De este modo, la masa peronista estuvo expuesta a la dinámica cultural del tiempo, tanto como a las direcciones opuestas que su dirigencia le impuso (sin contar, pero contando, las calidades humanas de esa dirigencia, cuestión para nada indiferente...)

¿Cuál de ambas circunstancias incide más en la masa peronista?

Si se mira con atención la vida del peronismo en los últimos 60 años, parece bastante claro que durante más de la mitad de ese período la masa peronista fue en apariencia homogénea. Más allá de Perón mismo y de la dirigencia que podría denominarse de la derecha peronista, ser peronista era algo definido y definible a partir de algunas consignas políticas, económicas, sociales y culturales más o menos inamovibles. Había tantos revulsivos contra el liberalismo cipayo como contra la izquierda, aunque los revulsivos fueran pintados a brocha gorda. Lo peronista ocupaba un espacio cultural y político distinguible, y no sólo en la Argentina. Las dirigencias que tuvieran otras ideas y otras prácticas quedaban al final afuera del trazado. Es más, la dirigencia peronista, durante más de 30 años a partir de 1955 -lo que incluye al propio y zigzagueante Juan Perón-, no logró extirpar cierto corazón peronista elemental que se había transformado sordamente en un modo de ser argentino no tanto en política sino más que nada cultural y socialmente.

Sin embargo, en los últimos 25 años eso se transformó drásticamente. A partir de entonces, minutos más o minutos menos, cobró importancia el contenido de la dirigencia peronista y tuvo más peso que el talante clásico y básico de la masa peronista. A medida que pasaron estos años, cada vez fue menos nítida la impronta peronista de esa masa; y así, desdibujada, menos relevante fue a medida que el tiempo pasó.

De ningún modo es posible olvidar que, precisamente en estos últimos 25 años, hubo en todo el mundo cataclismos sociales, culturales, políticos y económicos de una magnitud inusitada, de una velocidad creciente y de un alcance inaudito. Todo en el mundo en toda cosa sufrió -y sufre sin detenerse- una transformación tal que se vuelve casi inasimilable, aun para los que vivimos contemporáneamente a los cambios que se producen constantemente y que por lo tanto parecería que por su contemporaneidad son más fácilmente digeribles.

La masa peronista es parte de este planeta que burbujea de un modo frenético: el homo peronicus no vive -ni mucho menos- fuera del tiempo, el espacio y el aire de este tiempo y es, como cualquier hombre común, más bien la madera que se quema que el fuego que la consume.

Sin embargo, lo que no deja de ser curioso es que, en estos 25 años últimos, la Argentina fue gobernada casi exclusivamente por el peronismo.
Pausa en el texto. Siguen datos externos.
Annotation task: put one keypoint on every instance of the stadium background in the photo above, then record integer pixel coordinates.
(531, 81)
O, por lo menos, así parece.




lunes, 28 de julio de 2014

Reinos de mil años



Estamos los que hemos nacido apenas después de 1955, no mucho después. Para nosotros, el peronismo fue hasta 1973 un asunto obligado en la política, a favor, en contra o ni a favor ni en contra.

Veamos.

Estaba el peronsimo visceral, la masa peronista (porque es mejor mirar a la masa peronista que a su dirigencia, siempre variopinta y ocupando todos los espacios y todas las posibilidades, porque -ya se ha dicho tanto- el peronismo es genéticamente como proteico...) La masa peronista, en gran medida, eran los que le debían la casa a Perón y a Evita, o los 'grasitas' de Evita que le debían cualquier cosa, desde ropa y un campeonato de fútbol hasta incluso una piedad como de culto que llegó a canonizarla, como a la Madre María o a la Difunta Correa. Este peronismo visceral se sentía en deuda con el peronismo porque los había "incluido", porque los había "contenido", porque había levantado las banderas de la disciplina al "capital", de la soberanía política, la independencia económica, la justicia social. Había levantado las banderas de la estatización de los ferrocarriles o la lucha contra los "agiotistas", la de las "leyes sociales" o el voto femenino. Incluso había levantado las banderas de la doctrina social de la Iglesia, lo que en términos inmediatos significaba una asimiliación. De la Iglesia al peronismo, claro. Además, muy importante, a todos ellos, a todos los peronistas, el peronismo los había unido y organizado. El peronismo de arriba, la dirigencia peronista, tenía de todo y de todos los colores. Y eso era obra de Perón, básicamente, porque lo esencial en él era ocupar todo el espacio, de modo que lo que quedara fuera del peronismo quedara fuera de la existencia, del mundo, del país. La "antipatria". Con los años, con los últimos, Perón hizo el gesto de trazar un mapa distinto. Pero lo importante no era tanto cómo resultara el mapa (dándole carta de ciudadanía a provincias que antes no existían: el radicalismo de Balbín, "la hora de los pueblos", frentes y alianzas, por ejemplo...), sino quién lo trazara. Porque Perón seguía siendo Perón. Y no existen los leones herbívoros.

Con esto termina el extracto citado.